By: Alexander Mervar
OpenAI gym is a highly accessible and maximally convenient way of combining deep and reinforced learning for AI agents. It’s collection of environments, diversify the challenges and AI can face. The Gym has a common interface to make it very easy to access different environments. It also has the capability of expanding to more environments. Due to this, the OpenAI Gym has also made it a priority to maintain the capability to reproduce meaningful results as time progresses and the development of the Gym continues. This focus on the environments of the gym shows that the creators of the OpenAI Gym are aware of the different styles of AI development and processing, which are “online learning” and “batch update” learning. To maintain focus on AI quality, the Gym puts emphasis on the time it takes an agents to complete its task. The environment does not solely focus on the end product. This is due to the fact that when examining agents, the end product can be improved by computational resources and not AI quality. Thus, a focus on sample complexity is necessary to evaluate the agents.

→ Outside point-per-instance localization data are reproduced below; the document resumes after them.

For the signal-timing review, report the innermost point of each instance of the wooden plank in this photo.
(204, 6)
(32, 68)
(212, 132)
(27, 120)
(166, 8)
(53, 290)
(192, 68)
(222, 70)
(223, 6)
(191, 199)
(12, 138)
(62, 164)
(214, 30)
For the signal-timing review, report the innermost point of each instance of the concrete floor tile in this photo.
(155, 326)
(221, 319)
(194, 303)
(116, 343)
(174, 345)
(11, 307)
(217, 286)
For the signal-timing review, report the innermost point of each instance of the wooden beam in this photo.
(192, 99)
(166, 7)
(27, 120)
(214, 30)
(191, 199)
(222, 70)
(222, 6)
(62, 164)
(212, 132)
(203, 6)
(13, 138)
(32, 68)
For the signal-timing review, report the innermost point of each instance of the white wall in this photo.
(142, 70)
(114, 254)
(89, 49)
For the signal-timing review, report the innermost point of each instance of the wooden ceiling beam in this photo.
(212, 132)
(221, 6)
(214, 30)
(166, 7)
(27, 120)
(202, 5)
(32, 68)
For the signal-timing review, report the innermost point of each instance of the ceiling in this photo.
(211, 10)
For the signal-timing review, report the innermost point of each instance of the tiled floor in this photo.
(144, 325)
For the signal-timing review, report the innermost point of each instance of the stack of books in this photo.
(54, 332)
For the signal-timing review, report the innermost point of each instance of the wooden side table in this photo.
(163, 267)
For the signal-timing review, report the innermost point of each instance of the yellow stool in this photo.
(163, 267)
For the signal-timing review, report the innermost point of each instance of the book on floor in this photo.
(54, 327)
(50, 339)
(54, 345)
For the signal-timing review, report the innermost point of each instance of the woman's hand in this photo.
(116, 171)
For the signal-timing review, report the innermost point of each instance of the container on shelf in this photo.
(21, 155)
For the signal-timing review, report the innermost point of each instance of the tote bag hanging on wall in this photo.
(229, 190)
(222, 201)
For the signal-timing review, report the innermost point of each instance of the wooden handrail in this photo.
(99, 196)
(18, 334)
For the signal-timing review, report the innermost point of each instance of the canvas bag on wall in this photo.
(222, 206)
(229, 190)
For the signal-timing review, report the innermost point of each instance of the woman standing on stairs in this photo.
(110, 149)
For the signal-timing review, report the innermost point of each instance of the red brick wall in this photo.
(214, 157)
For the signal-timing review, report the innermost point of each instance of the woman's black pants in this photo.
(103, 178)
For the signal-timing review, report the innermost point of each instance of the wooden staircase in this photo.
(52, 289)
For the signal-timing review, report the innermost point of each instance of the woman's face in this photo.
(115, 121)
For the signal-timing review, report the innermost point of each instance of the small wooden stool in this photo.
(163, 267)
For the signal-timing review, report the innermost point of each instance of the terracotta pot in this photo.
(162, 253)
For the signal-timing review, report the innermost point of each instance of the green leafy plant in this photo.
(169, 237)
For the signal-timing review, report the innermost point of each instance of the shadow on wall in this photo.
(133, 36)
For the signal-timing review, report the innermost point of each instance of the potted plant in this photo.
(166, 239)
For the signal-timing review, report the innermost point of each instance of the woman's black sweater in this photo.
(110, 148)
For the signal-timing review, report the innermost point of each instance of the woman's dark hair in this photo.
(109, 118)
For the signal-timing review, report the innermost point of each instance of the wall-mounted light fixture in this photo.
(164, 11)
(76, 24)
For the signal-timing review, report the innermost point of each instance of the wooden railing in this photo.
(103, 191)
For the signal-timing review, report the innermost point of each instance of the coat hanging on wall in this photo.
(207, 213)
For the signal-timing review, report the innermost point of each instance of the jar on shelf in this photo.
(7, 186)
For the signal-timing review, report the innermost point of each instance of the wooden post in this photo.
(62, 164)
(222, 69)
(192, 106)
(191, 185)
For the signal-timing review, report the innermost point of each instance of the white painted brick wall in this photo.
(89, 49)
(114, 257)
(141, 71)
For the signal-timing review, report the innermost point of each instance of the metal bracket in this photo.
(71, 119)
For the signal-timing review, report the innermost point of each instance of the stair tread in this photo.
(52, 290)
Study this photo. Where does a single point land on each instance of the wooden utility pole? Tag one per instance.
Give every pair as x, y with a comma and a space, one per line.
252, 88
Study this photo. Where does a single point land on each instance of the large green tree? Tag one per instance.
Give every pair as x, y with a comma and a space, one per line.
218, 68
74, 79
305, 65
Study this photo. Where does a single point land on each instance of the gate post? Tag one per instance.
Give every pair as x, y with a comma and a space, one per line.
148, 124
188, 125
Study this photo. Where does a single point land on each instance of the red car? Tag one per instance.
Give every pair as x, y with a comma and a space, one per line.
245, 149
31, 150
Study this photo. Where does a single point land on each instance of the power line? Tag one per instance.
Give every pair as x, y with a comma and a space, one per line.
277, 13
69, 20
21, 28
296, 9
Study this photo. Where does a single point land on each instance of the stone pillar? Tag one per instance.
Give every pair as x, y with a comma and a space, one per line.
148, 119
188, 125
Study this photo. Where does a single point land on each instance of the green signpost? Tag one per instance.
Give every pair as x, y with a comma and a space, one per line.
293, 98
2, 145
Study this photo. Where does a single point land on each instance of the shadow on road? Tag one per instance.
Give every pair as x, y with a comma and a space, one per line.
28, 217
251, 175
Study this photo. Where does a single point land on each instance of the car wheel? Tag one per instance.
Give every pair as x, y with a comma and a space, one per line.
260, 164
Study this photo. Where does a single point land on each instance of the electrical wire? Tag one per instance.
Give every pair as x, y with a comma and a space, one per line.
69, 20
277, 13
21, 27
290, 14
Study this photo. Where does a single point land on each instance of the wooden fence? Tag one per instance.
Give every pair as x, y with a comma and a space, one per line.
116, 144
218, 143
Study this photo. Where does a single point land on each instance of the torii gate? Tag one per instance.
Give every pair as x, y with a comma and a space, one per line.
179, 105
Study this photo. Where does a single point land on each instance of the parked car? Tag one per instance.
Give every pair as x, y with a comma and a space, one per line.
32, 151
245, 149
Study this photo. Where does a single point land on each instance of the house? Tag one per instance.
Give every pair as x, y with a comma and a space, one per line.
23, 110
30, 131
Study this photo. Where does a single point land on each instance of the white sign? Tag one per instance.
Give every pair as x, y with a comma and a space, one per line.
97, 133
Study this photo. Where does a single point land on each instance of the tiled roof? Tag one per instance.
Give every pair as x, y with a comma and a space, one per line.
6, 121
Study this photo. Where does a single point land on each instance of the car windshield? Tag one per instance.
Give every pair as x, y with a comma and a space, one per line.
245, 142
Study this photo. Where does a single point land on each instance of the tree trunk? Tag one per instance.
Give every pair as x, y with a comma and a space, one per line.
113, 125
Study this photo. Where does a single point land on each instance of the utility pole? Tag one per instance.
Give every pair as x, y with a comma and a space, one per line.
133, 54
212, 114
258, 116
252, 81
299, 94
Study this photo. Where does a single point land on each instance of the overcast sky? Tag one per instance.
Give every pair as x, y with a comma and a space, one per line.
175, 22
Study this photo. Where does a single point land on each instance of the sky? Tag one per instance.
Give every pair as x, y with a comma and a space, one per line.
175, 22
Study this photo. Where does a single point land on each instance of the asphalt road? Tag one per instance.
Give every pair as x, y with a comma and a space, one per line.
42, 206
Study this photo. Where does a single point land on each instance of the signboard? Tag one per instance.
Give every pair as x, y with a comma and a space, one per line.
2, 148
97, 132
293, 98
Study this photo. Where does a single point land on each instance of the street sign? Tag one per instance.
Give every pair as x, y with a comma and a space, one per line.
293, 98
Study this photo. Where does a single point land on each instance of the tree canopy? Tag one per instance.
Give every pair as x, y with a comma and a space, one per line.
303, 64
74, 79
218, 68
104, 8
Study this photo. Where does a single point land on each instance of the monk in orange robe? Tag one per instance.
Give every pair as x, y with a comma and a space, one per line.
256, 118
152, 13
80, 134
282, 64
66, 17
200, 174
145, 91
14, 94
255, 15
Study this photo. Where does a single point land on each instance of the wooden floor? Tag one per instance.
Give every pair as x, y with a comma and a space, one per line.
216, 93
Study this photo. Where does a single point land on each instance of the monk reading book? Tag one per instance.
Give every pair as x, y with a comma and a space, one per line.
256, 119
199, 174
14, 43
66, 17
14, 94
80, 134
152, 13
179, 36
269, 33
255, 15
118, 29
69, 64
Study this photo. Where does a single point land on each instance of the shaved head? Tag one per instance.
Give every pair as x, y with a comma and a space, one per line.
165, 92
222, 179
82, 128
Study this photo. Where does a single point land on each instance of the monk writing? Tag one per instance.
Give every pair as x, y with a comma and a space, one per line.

The authors and creators of OpenAI Gym are aware of the many challenges that face many areas of AI development. Thus, there is an emphasis on the real world applications of the technology at hand and the OpenAI Gym reflets these areas where necessary attention is warranted. The authors share the reasoning and thought process behind every one of their steps. This is supplemented by the exampling of code as well as screenshots of several environments that are available in the OpenAI Gym.
The publication of not only this paper but the production of the OpenAI Gym allows for ease-of-access AI development tools, which are incredibly sparse in the world of AI development. This capability radically changes the way that AI can produced and exponentially increased the chances for a powerful agent to be created. Like AI Safety Gridworlds, these environments also allow one to be able to recognize fallacies in the agent and make necessary adjustments to optimize the agent’s performance.